Still, if you’re worried, Semans has advice: “Put your vibrator away for a few months and you’ll find that your response to fingers or a tongue comes back.” Or you can introduce your partner to the vibrator, especially if you’re self-conscious about how long it takes you to climax without one.

“Most women feel OK with their partner’s hand on their clitoris,” Semans says. “So putting a fingertip vibrator on his finger just adds a little extra buzz.”

MYTH #7: Bigger is better.
FACT: Some women have definite size preferences, says Carol Queen, Ph.D., staff sexologist at the online sex toy boutique Good Vibrations (
But a huge package doesn’t automatically translate into mind-boggling sex. In fact, women complain more often that their partner is too big, not too small, sexperts say.

“There’s more to erotic pleasure than size,” Queen says. “It’s about how a guy uses his hands or mouth or how sexy a woman feels before she gets to the bedroom.”

If you want something bigger, your partner can wear rings or sleeves that add length and girth.

And do Kegel exercises, Barnard says. They’ll tighten your pelvic floor muscles and let you “adapt to whatever size partner you have.”

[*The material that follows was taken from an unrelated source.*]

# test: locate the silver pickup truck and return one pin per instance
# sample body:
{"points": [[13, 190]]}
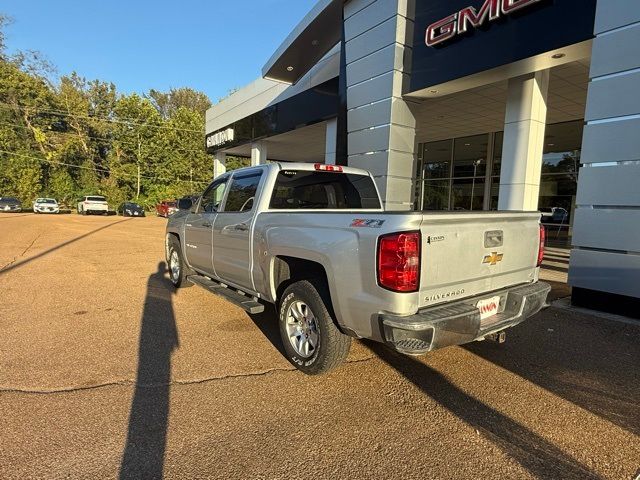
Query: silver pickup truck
{"points": [[315, 241]]}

MYTH #8: All women can experience orgasm just through vaginal penetration.
FACT: Only about 20-30% of women experience orgasm through intercourse alone, so don’t be shy about reaching down and giving yourself a hand or a buzz. “Putting your hand on your clitoris during sex really ups the chances that you’ll have an orgasm,” Queen says.

MYTH #9: There’s no such thing as the G-spot.
FACT: Like the lost city of Atlantis, this pleasure zone’s exact location sparks great debate. There’s no consensus on where to find it.

Some sex researchers say it’s the glandular tissue around the urethra (found behind your pubic bone, about two inches inside your vagina). Others believe it’s farther back, in a triangular area on the back of the bladder wall – called the trigone or T Zone – where three nerves come together. For more on the G-spot, click here.

Pinpointing the G-spot’s location may not be crucial, though, because your body has many sensitive nerves down there.

What stimulates one spot is likely to arouse surrounding areas.

“It’s pretty much all going to be working together,” Queen says.